The training recipe is public — all of it. Two-phase pretraining on 25 trillion tokens total: 20 trillion diverse tokens for breadth, then 5 trillion high-quality tokens for benchmark accuracy. On top of that, 10 billion reasoning tokens and 15 million coding problems for post-training. Nvidia used their NVFP4 format (4-bit floating point optimized for Blackwell GPUs) for efficient training, and they're publishing the full methodology including all 15 reinforcement learning environments used during alignment.

Publishing the training recipe alongside the weights is uncommon. Meta publishes weights but not full training details. Nvidia is giving you both, plus the datasets — which makes Nemotron 3 Super arguably the most reproducible frontier-class open model released to date.

Where to Run It

Available now on HuggingFace (nvidia/NVIDIA-Nemotron-3-Super-120B-A12B-BF16 and FP8 variants), Nvidia's own build.nvidia.com, and through NIM. Third-party hosting is already live on Google Cloud Vertex AI, Oracle Cloud, CoreWeave, Together AI, Baseten, Cloudflare, DeepInfra, Fireworks AI, Modal, OpenRouter, and Nebius — which is unusually broad availability for launch day.

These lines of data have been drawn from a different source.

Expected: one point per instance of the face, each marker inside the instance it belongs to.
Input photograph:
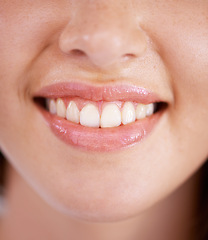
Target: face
(159, 47)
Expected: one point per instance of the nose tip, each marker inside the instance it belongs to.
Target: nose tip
(104, 36)
(103, 47)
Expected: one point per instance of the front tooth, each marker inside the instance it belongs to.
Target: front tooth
(140, 111)
(72, 112)
(111, 116)
(128, 113)
(51, 104)
(89, 116)
(61, 109)
(149, 109)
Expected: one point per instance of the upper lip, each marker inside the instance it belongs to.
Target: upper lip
(115, 92)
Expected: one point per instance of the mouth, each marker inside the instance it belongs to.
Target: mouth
(100, 119)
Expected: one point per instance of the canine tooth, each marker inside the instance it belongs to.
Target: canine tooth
(111, 116)
(89, 116)
(51, 106)
(140, 111)
(72, 112)
(149, 109)
(128, 113)
(61, 109)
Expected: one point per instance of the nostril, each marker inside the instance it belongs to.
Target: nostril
(128, 56)
(77, 52)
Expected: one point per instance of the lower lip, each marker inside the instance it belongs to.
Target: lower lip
(100, 139)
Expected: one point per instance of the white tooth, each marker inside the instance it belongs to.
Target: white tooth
(140, 111)
(149, 109)
(61, 109)
(89, 116)
(51, 106)
(72, 112)
(128, 113)
(111, 116)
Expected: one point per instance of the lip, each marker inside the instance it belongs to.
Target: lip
(122, 92)
(100, 139)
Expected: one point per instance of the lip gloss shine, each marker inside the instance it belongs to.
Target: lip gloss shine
(99, 139)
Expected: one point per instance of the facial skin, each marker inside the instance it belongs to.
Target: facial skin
(160, 45)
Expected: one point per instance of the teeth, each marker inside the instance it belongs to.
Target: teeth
(149, 109)
(72, 112)
(51, 104)
(89, 116)
(111, 116)
(128, 113)
(140, 111)
(61, 109)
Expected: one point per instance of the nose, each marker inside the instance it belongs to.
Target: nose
(105, 32)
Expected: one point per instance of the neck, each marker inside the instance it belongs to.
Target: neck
(27, 216)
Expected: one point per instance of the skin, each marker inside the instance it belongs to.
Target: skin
(160, 45)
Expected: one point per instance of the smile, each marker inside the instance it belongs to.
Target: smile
(99, 119)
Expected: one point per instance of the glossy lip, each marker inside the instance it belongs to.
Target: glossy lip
(122, 92)
(99, 139)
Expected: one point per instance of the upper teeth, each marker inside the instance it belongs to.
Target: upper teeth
(111, 115)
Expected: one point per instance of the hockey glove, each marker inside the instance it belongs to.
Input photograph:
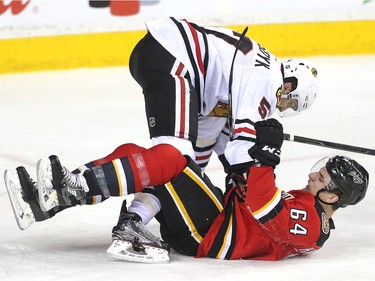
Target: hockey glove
(237, 180)
(269, 140)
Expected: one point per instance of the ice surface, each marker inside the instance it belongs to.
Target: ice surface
(83, 114)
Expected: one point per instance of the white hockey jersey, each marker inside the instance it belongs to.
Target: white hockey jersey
(207, 54)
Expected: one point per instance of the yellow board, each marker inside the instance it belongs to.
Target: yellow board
(113, 49)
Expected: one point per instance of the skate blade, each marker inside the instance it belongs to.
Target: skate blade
(21, 210)
(123, 250)
(46, 194)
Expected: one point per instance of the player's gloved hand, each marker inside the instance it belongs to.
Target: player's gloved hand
(237, 182)
(268, 143)
(237, 179)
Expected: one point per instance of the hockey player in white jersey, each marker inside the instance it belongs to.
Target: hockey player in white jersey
(186, 72)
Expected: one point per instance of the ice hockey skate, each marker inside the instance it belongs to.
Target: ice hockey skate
(57, 186)
(132, 242)
(23, 197)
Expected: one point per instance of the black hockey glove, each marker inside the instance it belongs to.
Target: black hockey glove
(269, 139)
(237, 179)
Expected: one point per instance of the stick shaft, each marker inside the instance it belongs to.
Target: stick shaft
(329, 144)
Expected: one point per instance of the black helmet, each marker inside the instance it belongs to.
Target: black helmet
(350, 178)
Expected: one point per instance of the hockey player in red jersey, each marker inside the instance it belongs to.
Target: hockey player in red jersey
(186, 72)
(253, 219)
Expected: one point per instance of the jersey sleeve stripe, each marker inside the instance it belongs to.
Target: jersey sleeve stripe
(197, 48)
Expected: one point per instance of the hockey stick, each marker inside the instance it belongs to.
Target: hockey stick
(230, 116)
(329, 144)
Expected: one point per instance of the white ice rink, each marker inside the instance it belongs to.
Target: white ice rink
(84, 114)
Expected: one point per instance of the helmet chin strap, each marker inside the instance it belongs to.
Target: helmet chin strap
(321, 200)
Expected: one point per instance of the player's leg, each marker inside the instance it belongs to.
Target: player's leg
(190, 203)
(57, 186)
(171, 104)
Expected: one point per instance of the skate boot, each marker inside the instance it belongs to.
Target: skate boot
(23, 195)
(57, 186)
(131, 241)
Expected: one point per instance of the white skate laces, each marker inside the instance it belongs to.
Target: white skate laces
(75, 182)
(133, 242)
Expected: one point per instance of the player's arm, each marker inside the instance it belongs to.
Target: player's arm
(285, 219)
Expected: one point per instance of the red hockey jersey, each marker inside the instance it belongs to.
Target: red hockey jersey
(269, 225)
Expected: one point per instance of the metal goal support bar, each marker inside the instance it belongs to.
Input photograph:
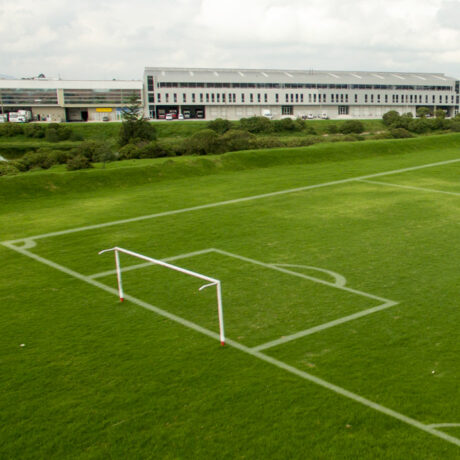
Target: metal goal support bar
(211, 281)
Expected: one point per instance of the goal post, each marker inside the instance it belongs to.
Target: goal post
(209, 280)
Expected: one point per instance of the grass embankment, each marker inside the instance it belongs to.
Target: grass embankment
(124, 174)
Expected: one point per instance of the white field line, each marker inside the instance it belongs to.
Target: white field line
(280, 364)
(237, 200)
(147, 264)
(322, 327)
(301, 275)
(444, 425)
(410, 187)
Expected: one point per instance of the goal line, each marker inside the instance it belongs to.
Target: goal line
(211, 281)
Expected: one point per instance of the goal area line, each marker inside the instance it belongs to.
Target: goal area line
(256, 354)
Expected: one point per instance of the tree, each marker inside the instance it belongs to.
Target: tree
(423, 112)
(390, 118)
(135, 127)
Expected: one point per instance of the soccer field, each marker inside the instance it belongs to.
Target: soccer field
(341, 311)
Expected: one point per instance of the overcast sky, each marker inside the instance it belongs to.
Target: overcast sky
(105, 39)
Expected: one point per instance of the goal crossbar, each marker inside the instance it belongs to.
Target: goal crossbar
(210, 281)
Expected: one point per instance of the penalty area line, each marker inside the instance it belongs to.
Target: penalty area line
(257, 354)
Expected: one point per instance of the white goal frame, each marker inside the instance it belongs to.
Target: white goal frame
(211, 281)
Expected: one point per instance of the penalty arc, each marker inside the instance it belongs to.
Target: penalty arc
(210, 281)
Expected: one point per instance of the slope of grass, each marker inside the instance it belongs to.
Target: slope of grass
(100, 379)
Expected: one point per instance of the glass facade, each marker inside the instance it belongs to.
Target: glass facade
(99, 96)
(25, 96)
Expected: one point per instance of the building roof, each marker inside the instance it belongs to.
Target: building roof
(70, 84)
(166, 74)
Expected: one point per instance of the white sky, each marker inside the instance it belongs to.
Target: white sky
(104, 39)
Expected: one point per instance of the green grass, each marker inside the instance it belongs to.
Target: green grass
(102, 379)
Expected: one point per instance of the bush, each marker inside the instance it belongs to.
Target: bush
(78, 162)
(285, 124)
(11, 129)
(419, 126)
(134, 131)
(33, 130)
(203, 142)
(256, 125)
(57, 133)
(129, 152)
(400, 133)
(33, 160)
(236, 139)
(219, 125)
(332, 129)
(352, 127)
(8, 168)
(390, 118)
(266, 142)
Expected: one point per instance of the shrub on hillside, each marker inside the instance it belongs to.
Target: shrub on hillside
(390, 118)
(236, 139)
(11, 129)
(56, 132)
(266, 142)
(34, 130)
(352, 127)
(128, 152)
(286, 124)
(256, 125)
(332, 129)
(219, 125)
(8, 168)
(78, 162)
(203, 142)
(400, 133)
(33, 160)
(419, 126)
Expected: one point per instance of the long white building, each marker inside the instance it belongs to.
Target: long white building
(68, 100)
(233, 94)
(237, 93)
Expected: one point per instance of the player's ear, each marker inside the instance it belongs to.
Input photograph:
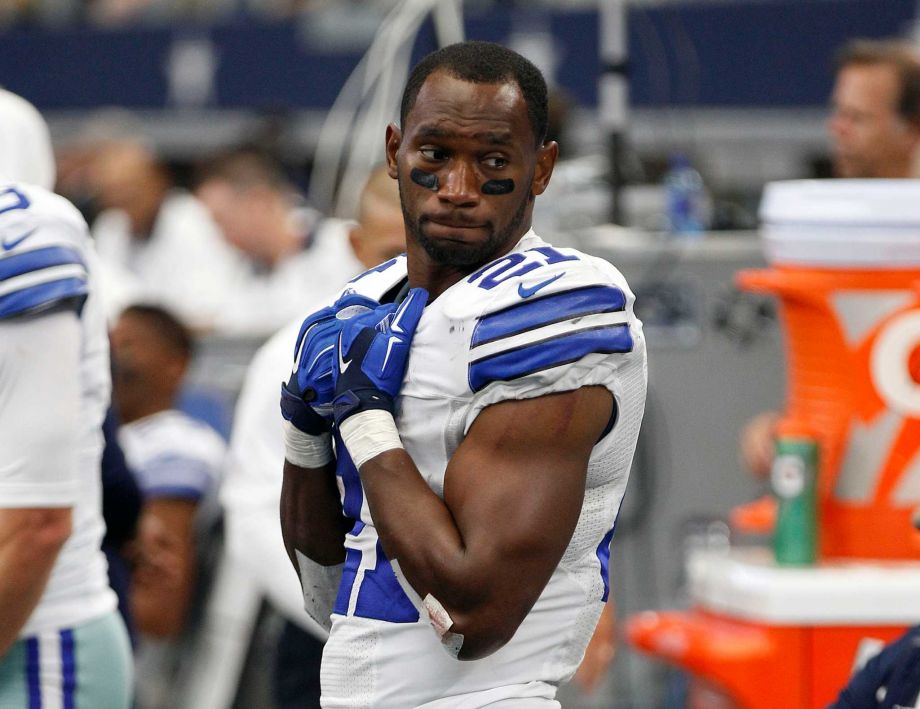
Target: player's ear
(393, 141)
(546, 160)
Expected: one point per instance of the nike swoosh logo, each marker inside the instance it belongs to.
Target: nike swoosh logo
(393, 340)
(343, 365)
(9, 245)
(525, 292)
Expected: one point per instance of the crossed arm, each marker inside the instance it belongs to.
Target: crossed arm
(513, 493)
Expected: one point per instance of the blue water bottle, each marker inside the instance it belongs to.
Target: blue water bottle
(686, 198)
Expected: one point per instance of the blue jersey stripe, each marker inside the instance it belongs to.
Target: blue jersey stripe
(603, 555)
(381, 597)
(349, 573)
(68, 668)
(43, 295)
(33, 673)
(183, 492)
(546, 310)
(37, 259)
(552, 352)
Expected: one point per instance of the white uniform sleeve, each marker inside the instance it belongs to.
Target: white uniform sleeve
(39, 410)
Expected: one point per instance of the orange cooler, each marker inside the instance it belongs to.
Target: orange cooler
(845, 258)
(845, 265)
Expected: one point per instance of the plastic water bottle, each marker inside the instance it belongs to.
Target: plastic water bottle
(686, 198)
(794, 482)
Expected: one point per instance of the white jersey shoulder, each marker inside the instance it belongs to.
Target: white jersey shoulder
(43, 244)
(173, 455)
(538, 320)
(376, 282)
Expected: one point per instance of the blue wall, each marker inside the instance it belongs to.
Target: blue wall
(754, 54)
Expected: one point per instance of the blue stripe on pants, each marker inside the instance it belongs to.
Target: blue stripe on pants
(68, 668)
(33, 674)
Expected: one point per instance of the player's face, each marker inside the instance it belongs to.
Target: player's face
(142, 366)
(868, 136)
(468, 170)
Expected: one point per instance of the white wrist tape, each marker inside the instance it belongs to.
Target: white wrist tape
(368, 434)
(305, 450)
(442, 623)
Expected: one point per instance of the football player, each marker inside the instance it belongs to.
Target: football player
(484, 393)
(62, 642)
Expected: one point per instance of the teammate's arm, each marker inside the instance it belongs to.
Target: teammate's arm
(39, 425)
(513, 493)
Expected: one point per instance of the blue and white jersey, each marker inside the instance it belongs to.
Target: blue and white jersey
(173, 455)
(536, 321)
(42, 251)
(47, 264)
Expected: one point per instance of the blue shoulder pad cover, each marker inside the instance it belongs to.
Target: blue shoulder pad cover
(34, 279)
(538, 346)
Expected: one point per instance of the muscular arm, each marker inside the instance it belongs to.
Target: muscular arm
(311, 515)
(30, 540)
(513, 494)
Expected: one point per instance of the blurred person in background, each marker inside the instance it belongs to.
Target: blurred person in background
(158, 243)
(875, 120)
(874, 130)
(62, 641)
(252, 486)
(295, 256)
(178, 462)
(890, 679)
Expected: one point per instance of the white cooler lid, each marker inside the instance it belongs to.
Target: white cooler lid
(842, 223)
(747, 584)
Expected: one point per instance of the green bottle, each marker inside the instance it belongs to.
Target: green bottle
(794, 481)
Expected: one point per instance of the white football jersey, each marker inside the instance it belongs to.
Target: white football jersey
(47, 262)
(536, 321)
(173, 455)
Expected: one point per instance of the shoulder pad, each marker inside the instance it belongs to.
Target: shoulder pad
(375, 282)
(42, 241)
(542, 308)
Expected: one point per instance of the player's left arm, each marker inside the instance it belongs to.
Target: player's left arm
(513, 493)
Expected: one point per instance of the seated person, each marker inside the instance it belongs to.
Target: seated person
(177, 461)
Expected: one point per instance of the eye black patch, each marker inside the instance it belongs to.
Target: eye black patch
(424, 179)
(498, 187)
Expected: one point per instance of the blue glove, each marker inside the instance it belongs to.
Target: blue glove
(371, 356)
(306, 399)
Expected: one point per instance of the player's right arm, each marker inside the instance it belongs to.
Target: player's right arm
(39, 425)
(312, 522)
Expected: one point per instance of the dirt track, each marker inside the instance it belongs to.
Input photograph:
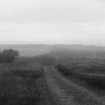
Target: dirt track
(65, 92)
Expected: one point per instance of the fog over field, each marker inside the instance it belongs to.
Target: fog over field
(52, 22)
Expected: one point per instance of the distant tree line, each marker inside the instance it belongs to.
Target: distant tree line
(8, 55)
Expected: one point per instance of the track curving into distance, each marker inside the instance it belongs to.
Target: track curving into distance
(65, 92)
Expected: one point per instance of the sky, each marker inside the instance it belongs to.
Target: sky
(52, 22)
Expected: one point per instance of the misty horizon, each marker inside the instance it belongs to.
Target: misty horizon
(52, 22)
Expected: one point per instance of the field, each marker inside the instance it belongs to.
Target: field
(56, 78)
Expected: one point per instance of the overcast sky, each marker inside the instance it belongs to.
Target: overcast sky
(52, 21)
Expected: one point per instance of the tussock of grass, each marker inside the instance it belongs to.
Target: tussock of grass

At $0.30 per million input tokens and $0.82 per million output tokens, it's priced competitively with Qwen 3.5 and significantly cheaper than running the full 120B parameters would suggest. The 12.7B active parameter count means you get frontier-class reasoning at mid-tier inference costs.

Built for Agents

Nvidia is positioning Nemotron 3 Super explicitly for agentic AI — the kind of multi-step, tool-using workflows where a model needs to plan, execute, verify, and iterate. Their PinchBench score of 85.6% (best-in-class for agentic tasks) supports this. The combination of 1M context, fast inference, and strong tool-use performance makes it a natural fit for systems like NemoClaw and similar orchestration frameworks where the model is running continuously, not just answering one-off questions.

The 476.7 tokens-per-second median throughput across providers isn't just an academic number — it's the difference between an agent that takes 30 seconds to reason through a multi-step task and one that takes 8. For code review pipelines or automated research workflows, that speed compounds across hundreds of agent loops per day.

Nvidia spent $26B over five years to get here. With Nemotron 3 Super, they're not just making GPUs for other people's models anymore — they're competing directly in the open-weight model space, and the Mamba-Transformer hybrid architecture gives them a genuine technical differentiator that nobody else at this scale is shipping.